Things are changing for packaged food and beverage manufacturers. Big food companies across the industry are grappling with rapidly shifting consumer trends as shoppers move away from processed foods toward items viewed as fresher and better for you. At the same time, consumers are snacking more than ever and increasingly looking for products that mesh with their on-the-go lifestyle.
These seemingly conflicting interests have left CPG companies struggling to keep pace with consumers and trendy, more nimble upstarts as they look for the right mix in their portfolios that cater to these changes without alienating their core customers. While one solution that large firms have taken to is M&A, many also are looking to replace their top management in hopes of introducing new skills into the C-suite.
Increasingly, CPG companies are searching for CEOs who can step into the role and compete with smaller brands, embrace social media as a way to connect with customers, boost transparency, increase their e-commerce presence and, most importantly, return their company to growth. Although many of the new CEOs that are stepping into the role are company veterans, some are coming from outside the food space.
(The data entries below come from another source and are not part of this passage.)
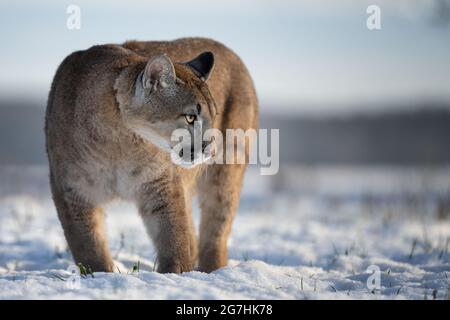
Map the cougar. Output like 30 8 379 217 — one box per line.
45 38 258 273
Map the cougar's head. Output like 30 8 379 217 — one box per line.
119 52 216 168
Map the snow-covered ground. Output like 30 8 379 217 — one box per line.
0 167 450 299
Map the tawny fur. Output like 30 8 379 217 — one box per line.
46 38 258 272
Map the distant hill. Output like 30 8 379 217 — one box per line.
0 101 450 165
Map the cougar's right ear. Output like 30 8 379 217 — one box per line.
142 54 176 92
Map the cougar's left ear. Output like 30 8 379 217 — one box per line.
142 54 175 92
185 51 214 81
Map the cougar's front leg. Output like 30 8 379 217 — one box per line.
199 165 245 272
52 184 113 272
138 177 193 273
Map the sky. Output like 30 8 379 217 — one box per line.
0 0 450 112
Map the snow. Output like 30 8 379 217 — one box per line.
0 166 450 299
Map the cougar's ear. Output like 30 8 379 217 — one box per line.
142 54 176 92
185 51 214 81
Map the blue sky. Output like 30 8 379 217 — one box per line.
0 0 450 112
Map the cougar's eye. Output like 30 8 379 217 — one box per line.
184 114 197 124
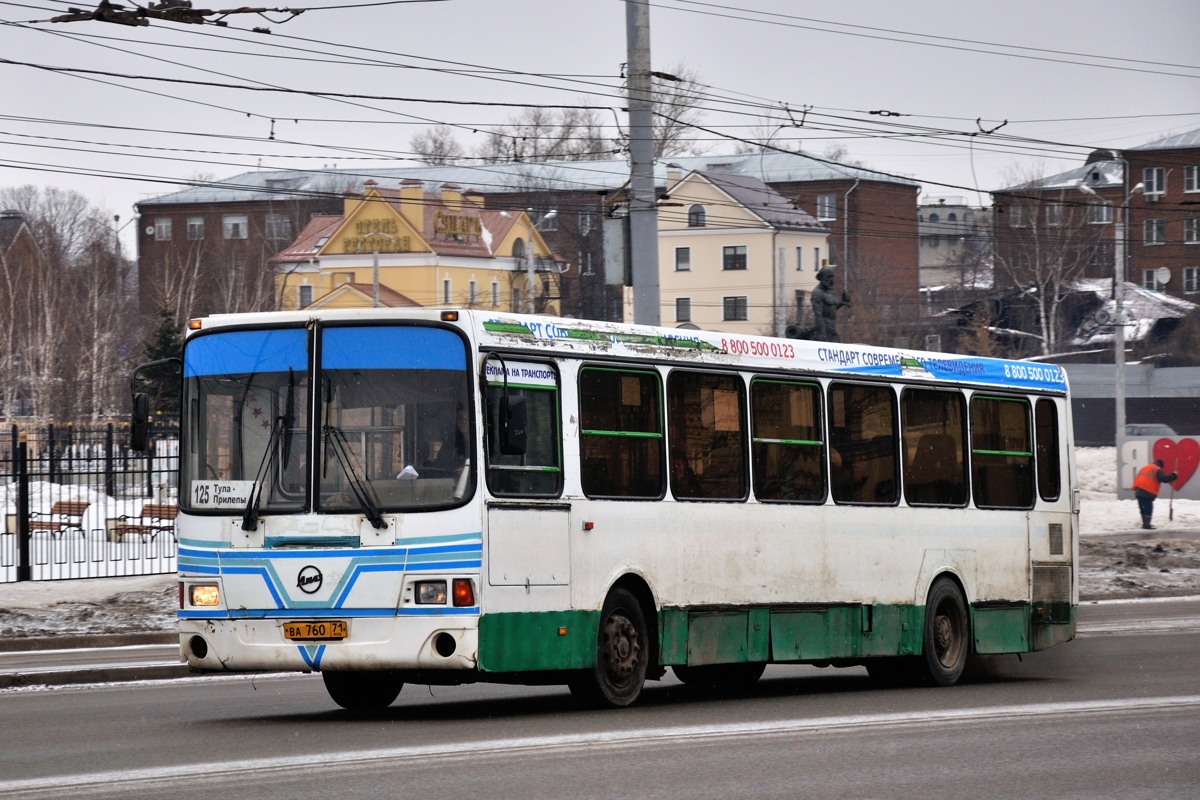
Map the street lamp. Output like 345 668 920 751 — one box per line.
1079 176 1146 450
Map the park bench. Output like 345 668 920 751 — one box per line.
107 503 179 542
29 500 89 539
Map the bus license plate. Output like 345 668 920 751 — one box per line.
283 619 349 640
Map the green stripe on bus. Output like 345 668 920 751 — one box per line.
580 429 662 439
479 602 1078 672
752 437 824 447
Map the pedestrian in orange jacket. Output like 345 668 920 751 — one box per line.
1133 458 1178 530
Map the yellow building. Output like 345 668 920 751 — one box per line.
271 180 564 314
659 172 829 336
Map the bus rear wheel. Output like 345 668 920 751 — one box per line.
568 587 650 708
320 672 404 711
922 578 971 686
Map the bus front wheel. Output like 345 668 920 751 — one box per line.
320 672 404 711
922 578 971 686
568 587 650 708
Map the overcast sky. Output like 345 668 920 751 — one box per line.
0 0 1200 250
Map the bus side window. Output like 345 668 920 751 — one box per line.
750 378 826 503
486 369 563 498
1033 397 1062 500
971 395 1033 509
667 371 748 500
580 367 665 499
829 384 900 505
900 389 967 506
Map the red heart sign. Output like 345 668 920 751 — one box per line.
1153 439 1200 489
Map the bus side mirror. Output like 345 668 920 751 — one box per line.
499 395 529 456
130 392 150 452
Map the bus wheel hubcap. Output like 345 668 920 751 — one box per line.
604 615 640 678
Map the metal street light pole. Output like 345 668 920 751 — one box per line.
526 209 558 314
1079 173 1145 450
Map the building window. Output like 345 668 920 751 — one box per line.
1141 269 1166 291
187 217 204 241
1183 266 1200 291
1087 203 1112 225
1141 167 1166 196
154 217 170 241
266 212 294 241
676 247 691 272
817 194 838 221
721 296 746 321
221 213 250 239
1141 217 1166 245
721 245 746 270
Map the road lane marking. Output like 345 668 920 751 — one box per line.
0 694 1200 796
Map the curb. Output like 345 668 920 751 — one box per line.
0 663 192 688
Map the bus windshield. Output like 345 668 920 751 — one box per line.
180 327 308 513
318 325 473 516
181 325 473 515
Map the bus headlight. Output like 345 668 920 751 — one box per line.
187 583 221 608
415 581 446 606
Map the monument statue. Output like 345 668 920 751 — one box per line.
812 266 850 342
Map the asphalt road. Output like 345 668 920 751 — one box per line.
0 601 1200 800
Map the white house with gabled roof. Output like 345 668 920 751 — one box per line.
659 170 829 336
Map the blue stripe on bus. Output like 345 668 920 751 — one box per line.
320 325 467 372
184 327 308 378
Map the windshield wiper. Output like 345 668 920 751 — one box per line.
323 425 388 530
241 416 287 530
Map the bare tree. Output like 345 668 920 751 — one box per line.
408 125 467 167
475 108 616 163
650 61 707 158
995 166 1098 355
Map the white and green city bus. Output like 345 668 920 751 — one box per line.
150 309 1079 709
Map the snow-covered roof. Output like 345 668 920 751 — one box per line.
138 152 918 206
1129 128 1200 150
1072 278 1196 347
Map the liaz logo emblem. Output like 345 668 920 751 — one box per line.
296 565 325 595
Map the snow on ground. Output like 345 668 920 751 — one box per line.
0 447 1200 638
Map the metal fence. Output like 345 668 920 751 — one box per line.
0 425 179 583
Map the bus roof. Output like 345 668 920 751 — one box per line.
192 308 1067 395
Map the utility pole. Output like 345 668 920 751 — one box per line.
625 0 660 325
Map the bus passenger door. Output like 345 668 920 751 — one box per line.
487 503 571 587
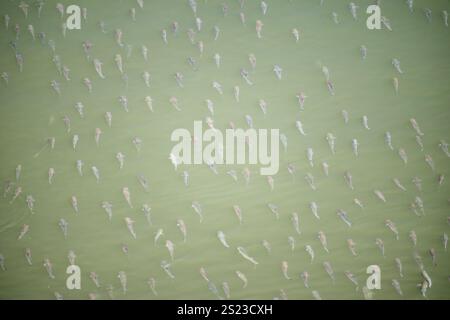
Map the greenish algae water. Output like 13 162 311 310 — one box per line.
0 0 450 299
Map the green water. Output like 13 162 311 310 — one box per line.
0 0 450 299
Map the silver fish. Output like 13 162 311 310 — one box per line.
323 261 335 284
237 247 259 267
217 230 230 248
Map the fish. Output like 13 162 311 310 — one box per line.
352 139 359 157
393 178 406 191
309 201 320 220
3 180 14 198
236 270 248 289
117 271 127 294
325 132 336 154
70 196 78 213
91 166 100 183
44 258 55 279
9 186 22 204
392 58 403 74
122 187 133 209
347 239 358 257
409 118 424 137
72 134 80 151
392 279 403 296
421 268 433 288
237 247 259 267
428 248 437 267
300 271 309 288
25 195 36 214
288 236 295 251
438 174 445 187
327 80 335 96
191 201 203 223
147 278 158 296
375 238 384 258
353 198 364 210
417 280 428 298
409 230 417 247
208 281 223 300
337 209 352 227
177 219 187 242
93 59 106 79
153 228 164 246
305 244 314 263
317 231 329 253
394 258 403 278
25 248 33 266
344 270 359 291
233 204 242 224
291 212 301 234
416 135 424 151
384 219 399 240
281 261 291 280
58 218 69 239
373 189 386 203
124 217 136 239
323 261 335 284
17 224 30 240
76 160 84 177
166 240 175 261
425 154 435 172
217 230 230 248
305 172 316 190
287 163 295 180
141 203 152 226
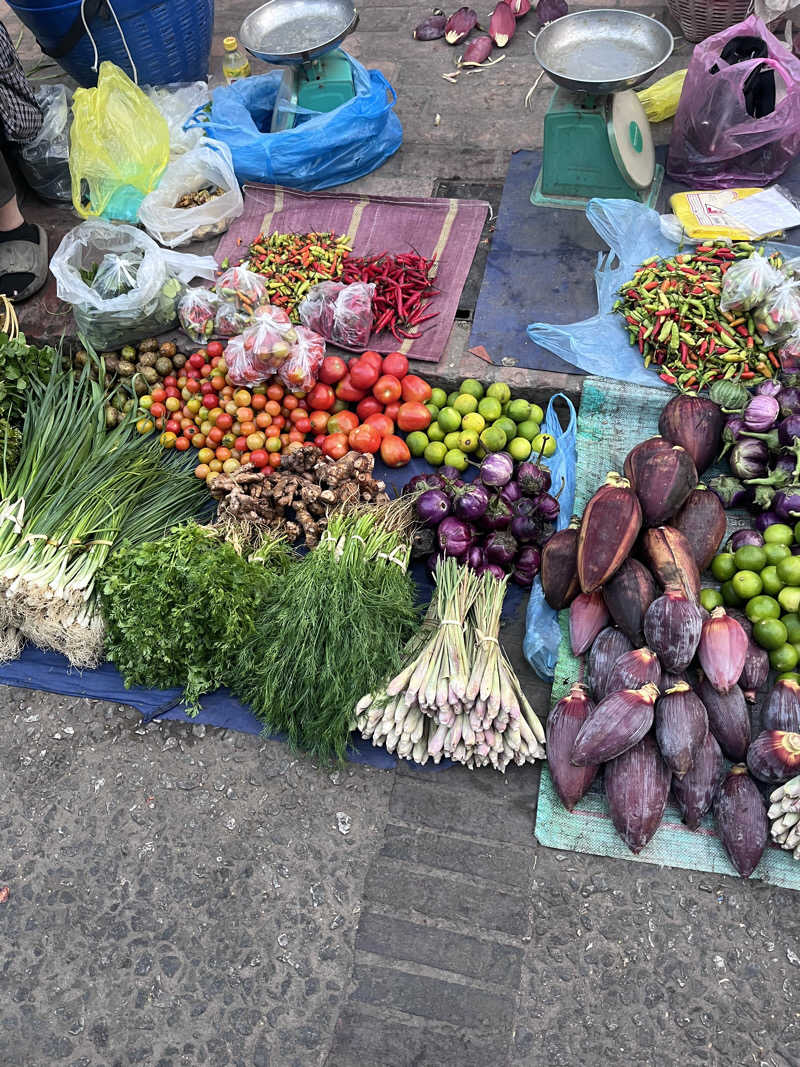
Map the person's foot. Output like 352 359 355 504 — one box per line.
0 222 47 300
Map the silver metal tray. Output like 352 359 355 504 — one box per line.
534 9 673 93
239 0 358 64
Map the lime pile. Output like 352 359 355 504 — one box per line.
712 523 800 681
405 378 556 471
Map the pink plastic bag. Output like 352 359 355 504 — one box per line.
667 15 800 189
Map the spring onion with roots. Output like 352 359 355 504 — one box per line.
233 496 419 759
355 559 544 770
0 365 206 667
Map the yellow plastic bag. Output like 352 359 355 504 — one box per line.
636 69 686 123
69 61 170 222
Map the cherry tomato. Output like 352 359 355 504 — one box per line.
320 355 348 386
308 382 336 411
364 415 395 437
349 360 380 393
397 400 431 433
381 433 411 467
336 375 367 403
372 377 403 404
382 352 409 378
327 411 358 433
322 433 350 460
355 394 383 423
348 423 382 452
401 375 433 403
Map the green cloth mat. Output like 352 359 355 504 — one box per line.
534 378 800 889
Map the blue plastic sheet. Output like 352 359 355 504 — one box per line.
523 393 577 682
197 57 403 191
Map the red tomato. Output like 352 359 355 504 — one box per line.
308 382 336 411
381 352 409 378
336 375 367 403
349 360 380 393
355 395 383 423
327 411 358 433
372 377 403 404
358 349 383 375
317 355 348 385
381 433 411 466
364 415 395 437
348 423 381 452
322 433 350 460
401 375 433 403
397 400 431 433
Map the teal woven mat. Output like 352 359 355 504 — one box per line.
534 378 800 890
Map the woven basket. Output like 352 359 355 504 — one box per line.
667 0 753 44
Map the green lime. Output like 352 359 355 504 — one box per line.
508 437 530 462
445 448 469 471
769 644 800 670
530 433 556 459
405 430 430 456
492 415 516 441
460 430 480 452
734 544 767 571
753 619 795 648
422 441 447 466
745 596 786 623
764 544 791 564
700 589 725 611
781 611 800 644
453 393 478 415
436 405 461 433
507 397 530 423
516 418 542 441
731 571 763 600
459 378 483 401
478 396 502 423
762 567 784 600
762 523 795 545
711 552 736 582
778 586 800 614
461 411 486 433
486 382 511 403
720 582 745 607
777 556 800 586
481 423 508 452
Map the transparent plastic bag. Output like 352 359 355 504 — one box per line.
17 85 73 204
277 325 325 392
720 252 783 312
298 282 375 351
217 267 267 315
69 60 170 222
178 288 220 341
50 219 217 349
139 140 244 249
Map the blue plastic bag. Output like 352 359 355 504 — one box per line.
192 57 403 191
527 198 793 388
523 393 577 682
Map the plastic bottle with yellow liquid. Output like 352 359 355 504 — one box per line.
222 37 251 85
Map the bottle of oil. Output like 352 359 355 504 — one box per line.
222 37 250 85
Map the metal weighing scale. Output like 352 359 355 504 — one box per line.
530 9 673 211
239 0 358 133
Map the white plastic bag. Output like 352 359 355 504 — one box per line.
145 81 211 159
50 219 217 349
139 140 244 249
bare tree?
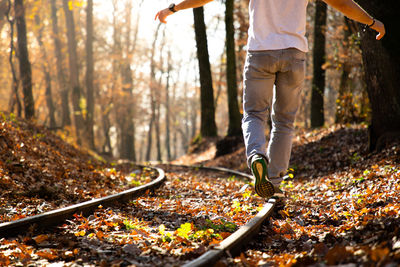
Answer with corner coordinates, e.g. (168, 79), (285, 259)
(311, 1), (327, 127)
(35, 14), (56, 128)
(145, 23), (161, 161)
(14, 0), (35, 119)
(0, 0), (8, 31)
(49, 0), (71, 127)
(86, 0), (95, 149)
(6, 0), (22, 117)
(63, 0), (87, 144)
(193, 7), (217, 137)
(357, 0), (400, 150)
(225, 0), (242, 136)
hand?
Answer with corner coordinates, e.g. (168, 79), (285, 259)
(371, 19), (386, 40)
(154, 8), (174, 23)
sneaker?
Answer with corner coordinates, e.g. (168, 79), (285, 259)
(269, 177), (285, 194)
(251, 154), (275, 198)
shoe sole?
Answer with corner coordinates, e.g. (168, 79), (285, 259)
(251, 160), (275, 198)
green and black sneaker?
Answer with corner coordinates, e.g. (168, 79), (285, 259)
(251, 154), (275, 198)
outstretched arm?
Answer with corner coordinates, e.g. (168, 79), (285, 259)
(155, 0), (213, 23)
(323, 0), (386, 40)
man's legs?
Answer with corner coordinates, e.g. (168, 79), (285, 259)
(242, 51), (279, 167)
(267, 48), (305, 180)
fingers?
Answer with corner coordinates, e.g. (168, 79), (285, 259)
(154, 10), (168, 24)
(374, 20), (386, 40)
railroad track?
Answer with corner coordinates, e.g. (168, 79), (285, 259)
(0, 165), (275, 266)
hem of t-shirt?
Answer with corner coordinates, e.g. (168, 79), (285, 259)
(247, 46), (309, 53)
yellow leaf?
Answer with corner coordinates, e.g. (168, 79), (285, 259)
(33, 235), (49, 244)
(75, 230), (86, 236)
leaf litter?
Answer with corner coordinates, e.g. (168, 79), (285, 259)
(0, 113), (155, 223)
(217, 126), (400, 266)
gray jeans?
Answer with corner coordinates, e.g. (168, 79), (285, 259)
(242, 48), (306, 177)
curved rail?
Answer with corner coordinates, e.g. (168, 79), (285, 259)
(161, 164), (276, 267)
(0, 166), (165, 237)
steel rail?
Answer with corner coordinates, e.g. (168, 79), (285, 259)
(0, 166), (166, 237)
(161, 164), (276, 267)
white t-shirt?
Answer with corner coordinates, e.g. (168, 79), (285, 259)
(247, 0), (308, 52)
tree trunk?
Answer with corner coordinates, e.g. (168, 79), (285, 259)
(335, 17), (355, 123)
(35, 15), (56, 129)
(146, 102), (156, 161)
(146, 23), (161, 161)
(14, 0), (35, 119)
(225, 0), (242, 136)
(49, 0), (71, 127)
(6, 0), (22, 117)
(120, 62), (136, 161)
(86, 0), (95, 150)
(165, 50), (172, 161)
(357, 0), (400, 151)
(0, 0), (8, 32)
(193, 7), (217, 137)
(311, 1), (327, 128)
(63, 0), (87, 144)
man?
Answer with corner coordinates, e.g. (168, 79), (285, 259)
(156, 0), (385, 198)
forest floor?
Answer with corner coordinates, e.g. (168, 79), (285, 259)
(178, 125), (400, 266)
(0, 114), (400, 266)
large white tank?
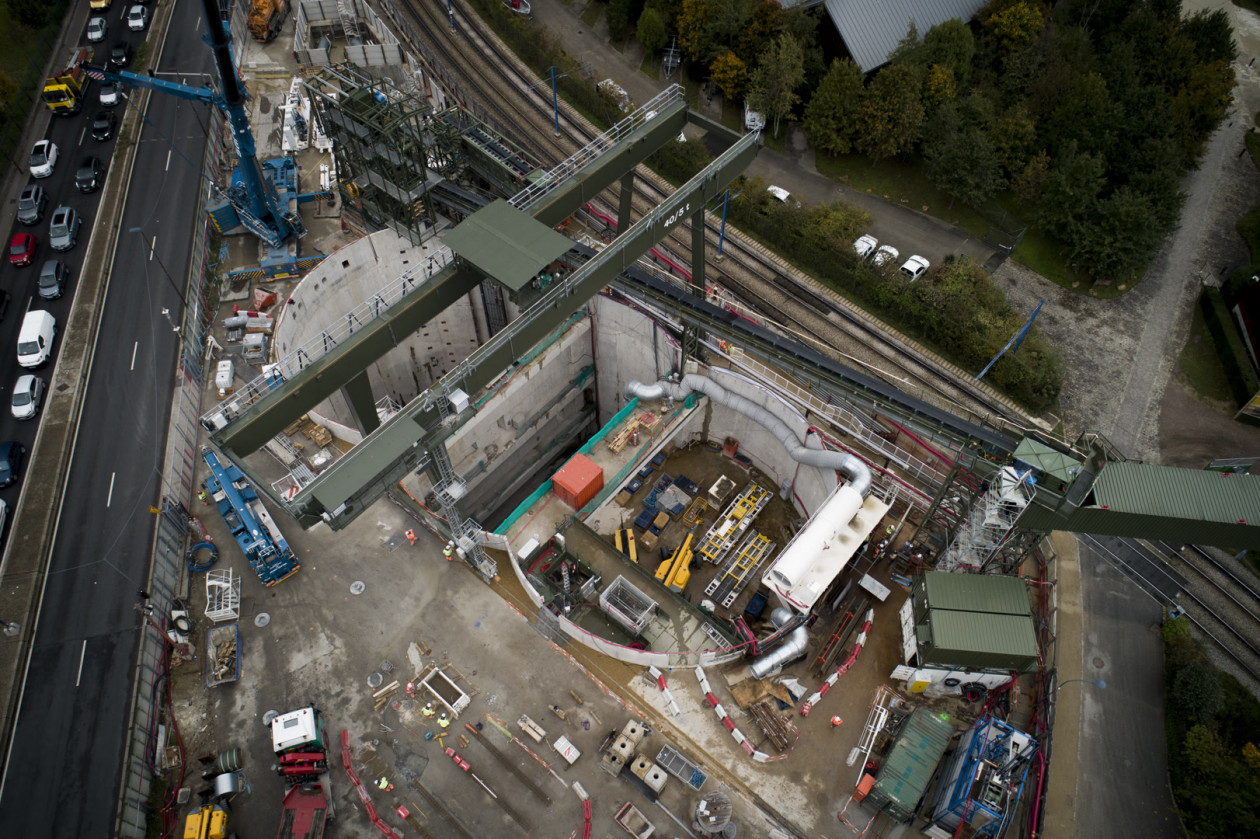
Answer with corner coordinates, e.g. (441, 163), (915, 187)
(762, 485), (862, 592)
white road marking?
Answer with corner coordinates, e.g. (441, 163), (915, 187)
(74, 639), (87, 688)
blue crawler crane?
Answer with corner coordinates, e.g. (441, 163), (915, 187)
(79, 0), (324, 251)
(202, 448), (301, 586)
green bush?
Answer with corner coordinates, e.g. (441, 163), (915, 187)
(1198, 288), (1260, 406)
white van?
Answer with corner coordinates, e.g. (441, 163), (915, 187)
(18, 309), (57, 367)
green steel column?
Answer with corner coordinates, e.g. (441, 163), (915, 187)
(617, 169), (634, 233)
(692, 204), (706, 291)
(341, 370), (381, 437)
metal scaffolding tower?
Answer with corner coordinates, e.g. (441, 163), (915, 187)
(936, 466), (1036, 573)
(305, 64), (436, 244)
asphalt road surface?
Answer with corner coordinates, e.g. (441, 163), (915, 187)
(0, 3), (212, 839)
(1062, 539), (1184, 839)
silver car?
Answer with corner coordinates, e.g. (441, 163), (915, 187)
(48, 207), (83, 251)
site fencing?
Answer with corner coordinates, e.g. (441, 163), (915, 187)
(115, 16), (236, 839)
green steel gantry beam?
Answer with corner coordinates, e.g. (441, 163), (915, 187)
(288, 129), (757, 529)
(210, 98), (699, 464)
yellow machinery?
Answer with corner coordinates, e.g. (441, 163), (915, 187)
(40, 47), (92, 115)
(184, 804), (228, 839)
(656, 533), (696, 593)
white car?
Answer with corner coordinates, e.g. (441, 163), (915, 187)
(101, 82), (122, 108)
(766, 184), (791, 204)
(127, 6), (149, 31)
(901, 253), (932, 282)
(30, 140), (58, 178)
(871, 244), (901, 268)
(853, 236), (879, 260)
(87, 18), (110, 44)
(13, 373), (44, 420)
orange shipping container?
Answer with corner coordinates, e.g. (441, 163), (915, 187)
(552, 455), (604, 510)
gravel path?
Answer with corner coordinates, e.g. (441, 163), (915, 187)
(994, 4), (1260, 462)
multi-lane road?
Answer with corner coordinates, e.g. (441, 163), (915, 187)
(0, 3), (212, 839)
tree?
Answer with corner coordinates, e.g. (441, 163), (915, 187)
(805, 58), (864, 155)
(8, 0), (52, 29)
(1172, 60), (1234, 165)
(1034, 141), (1106, 235)
(748, 33), (805, 137)
(635, 9), (669, 55)
(735, 0), (788, 64)
(854, 62), (924, 163)
(1181, 9), (1239, 64)
(924, 97), (1005, 207)
(922, 18), (975, 84)
(980, 0), (1046, 58)
(709, 49), (748, 102)
(1169, 664), (1225, 720)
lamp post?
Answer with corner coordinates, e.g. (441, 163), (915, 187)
(1055, 679), (1106, 694)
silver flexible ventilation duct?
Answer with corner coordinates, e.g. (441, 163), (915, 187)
(625, 373), (871, 498)
(748, 606), (809, 679)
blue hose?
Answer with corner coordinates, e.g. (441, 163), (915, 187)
(185, 542), (219, 571)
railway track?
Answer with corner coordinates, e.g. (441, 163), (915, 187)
(1081, 535), (1260, 683)
(398, 0), (1024, 431)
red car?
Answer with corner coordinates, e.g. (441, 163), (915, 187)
(9, 233), (39, 266)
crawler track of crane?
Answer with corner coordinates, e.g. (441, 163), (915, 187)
(401, 0), (1024, 431)
(1081, 535), (1260, 682)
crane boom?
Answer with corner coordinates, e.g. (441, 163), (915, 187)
(81, 0), (306, 248)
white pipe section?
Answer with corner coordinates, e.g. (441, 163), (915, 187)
(625, 373), (871, 498)
(748, 606), (809, 679)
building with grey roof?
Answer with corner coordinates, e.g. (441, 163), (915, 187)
(821, 0), (984, 73)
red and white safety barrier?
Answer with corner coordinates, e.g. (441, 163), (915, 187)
(800, 608), (874, 717)
(341, 728), (402, 839)
(696, 665), (770, 763)
(648, 665), (683, 717)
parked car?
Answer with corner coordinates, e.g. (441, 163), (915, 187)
(10, 373), (44, 420)
(101, 82), (123, 108)
(48, 207), (83, 251)
(37, 260), (71, 300)
(901, 254), (932, 282)
(766, 184), (791, 204)
(30, 140), (58, 178)
(0, 442), (26, 486)
(87, 18), (110, 44)
(127, 6), (149, 31)
(110, 40), (131, 67)
(853, 236), (879, 260)
(74, 155), (105, 193)
(92, 111), (118, 142)
(9, 233), (39, 267)
(18, 184), (48, 224)
(871, 244), (901, 268)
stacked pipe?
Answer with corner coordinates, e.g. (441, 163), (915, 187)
(800, 608), (874, 717)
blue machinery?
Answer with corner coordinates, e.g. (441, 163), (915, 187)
(202, 450), (301, 586)
(931, 717), (1037, 836)
(82, 0), (316, 249)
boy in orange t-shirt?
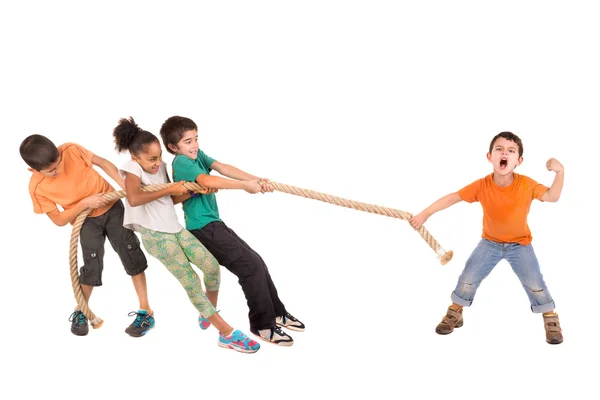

Nestlé's new CEO Mark Schneider came from a healthcare background. He is focusing on increasing investments in high-growth areas like coffee and water, hiving off businesses like its U.S. confections, wringing out inefficiencies and dealing with mounting pressure from an activist investor.
Nestlé is not the only company looking outside its ranks for leadership. About half of the new CEOs hired in the sector in the past five years have been internal candidates, down from roughly three quarters over the past 20 years, according to Reuters.
As part of that trend, Kellogg’s appointed Steven Cahillane, formerly president and CEO of Nature’s Bounty, as the company’s new CEO late last year. Cahillane’s background aligns well with the growing preference of the consumer for healthy, on-the-go options. Kellogg is likely hoping he will bolster its sales with his knowledge of the health and wellness space as well as his success in establishing successful e-commerce channels which are becoming indispensable in the industry.
Although the origin of new CEOs varies, one thing that is apparent across the industry is the declining average age of these top executives. Reuters noted that many freshly minted CEOs are in their early 50s, contrasting with the average age of CEOs in the S&P 500 which was 57.4 last year.
It seems that companies are looking for fresh thinking when it comes to growth. With sales slipping and stock prices falling, CPG companies are desperately trying to realign themselves. By introducing leaders who have experience in digital marketing, analytics, brand storytelling and other industries, there is a good chance that change is on the horizon.
The unexpected is what the industry needs if it going to lure consumers back into interior aisles. Today’s consumers want to believe in what brands are doing. If these legacy companies are unable to glean the information about what their shoppers are interested in supporting, no matter how many acquisitions they make, they may never resonate with the market’s new consumers.